In Eqn. 9.1, F is the measured fluorescence intensity, ε is the molar absorption coefficient, b is the path length, c is the fluorophore concentration, Φ is the fluorescence quantum yield, P_o is the intensity of excitation light, and K is the correction factor (determined by calibration) for a specific instrument and measurement settings. Many of these parameters have values that depend on the specific excitation and emission wavelengths (λ_exc, λ_em).
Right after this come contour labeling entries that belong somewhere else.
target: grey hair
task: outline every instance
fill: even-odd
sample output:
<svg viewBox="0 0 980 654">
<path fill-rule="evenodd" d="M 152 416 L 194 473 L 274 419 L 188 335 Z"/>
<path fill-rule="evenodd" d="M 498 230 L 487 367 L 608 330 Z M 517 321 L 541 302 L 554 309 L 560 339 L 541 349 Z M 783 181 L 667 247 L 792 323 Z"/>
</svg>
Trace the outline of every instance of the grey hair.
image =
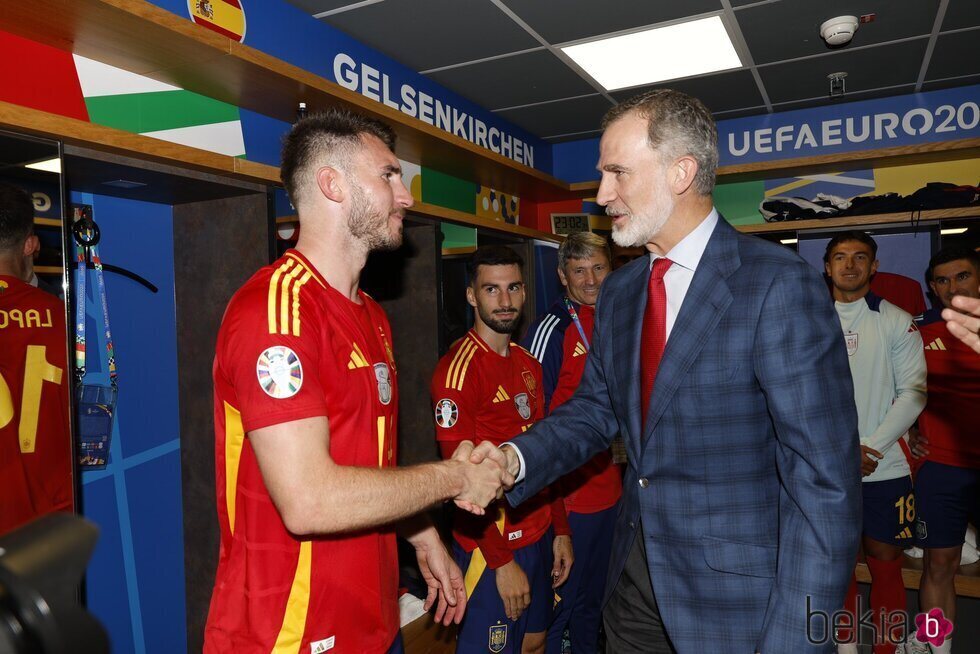
<svg viewBox="0 0 980 654">
<path fill-rule="evenodd" d="M 570 259 L 588 259 L 596 252 L 606 255 L 606 259 L 612 261 L 612 253 L 609 251 L 609 242 L 598 234 L 592 232 L 576 232 L 569 234 L 558 246 L 558 267 L 565 270 Z"/>
<path fill-rule="evenodd" d="M 665 158 L 694 157 L 698 163 L 694 188 L 700 195 L 710 195 L 718 168 L 718 129 L 707 107 L 686 93 L 654 89 L 620 102 L 607 111 L 602 128 L 630 113 L 646 118 L 650 147 Z"/>
</svg>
The largely dark background for measurements (light-tight sample compartment, excitation and emission at different wavelengths) and the Po term in Eqn. 9.1 make fluorescence far more sensitive than absorbance, which has a bright background and is independent of Po. If more signal is needed for a fluorescence measurement, the excitation intensity can be increased. With laser excitation sources and amplified detectors (e.g. APDs, EM-CCDs, PMTs), even single molecules can be detected by fluorescence.

Connections

• Spectrofluorometer designs use light sources (Ch. 3), wavelength selectors (Ch. 4), and photodetectors (Ch. 5) learned about in previous chapters.
• The monochromators used to measure fluorescence spectra are the same type used to measure absorbance spectra (Ch. 7).
• The polychromators and array detectors used for measuring absorbance spectra (Ch. 7) are also useful for measuring fluorescence emission spectra.
• As with absorbance measurements (Ch. 7), the transmission of the cuvette material must be matched the wavelengths for fluorescence excitation and emission.
• The Beer-Lambert Law (Ch. 6) reappears as part of the quantitative description of fluorescence intensity.
• The excitation spectrum of a fluorophore is also a measurement of how much light is absorbed across different wavelengths. It thus tends to be a copy of the fluorophore’s absorption spectrum (Ch. 7).
• The emission spectrum of a fluorophore tends to be a Stokes-shifted mirror image of its absorbance spectrum because of the similar probabilities of S₀v₀→S₁v_m and S₁v₀→S₀v_m transitions (Ch. 8).
• Fluorescence is usually measured from an angle or position that avoids transmitted or reflected excitation light. Measurements of Raman scattering (Ch. 15) often do the same.

Post-Reading Questions

1. Given that the absorption of excitation light is required for fluorescence emission, predict whether or not a molecule’s fluorescence excitation spectrum will look similar to its absorption spectrum in shape and spectral position.
2. Explain why a spectrofluorometer requires two separate monochromators when a spectrophotometer only requires one.
3. Explain why an L-shaped optical path is used for fluorescence measurements when a straight-line path is used for absorbance measurements.
4. Assuming all instrument settings are kept constant, sketch a generic graph of fluorescence intensity versus fluorophore concentration. What is the trend?
5. List some of the parameters that can be optimized to maximize fluorescence signal.

Topic Learning Objectives

The chapter is a primer for the following learning objectives, which will be covered in lecture and/or with additional assigned reading:

• Draw diagrams of a filter-based fluorometer and a grating-based spectrofluorometer.
• Select light sources, wavelength selectors, and photodetectors to design an instrument capable of a desired type of fluorescence measurement.
• Define the advantage of a double monochromator for excitation light.
• Explain how excitation and emission spectra are obtained.
• Explain why fluorescence is measured in arbitrary units.
• Explain why fluorescence methods are more sensitive than absorption spectroscopy.
• Explain why spectrofluorimeters need to correct for the non-uniform spectral output or non-uniform spectral response of different components.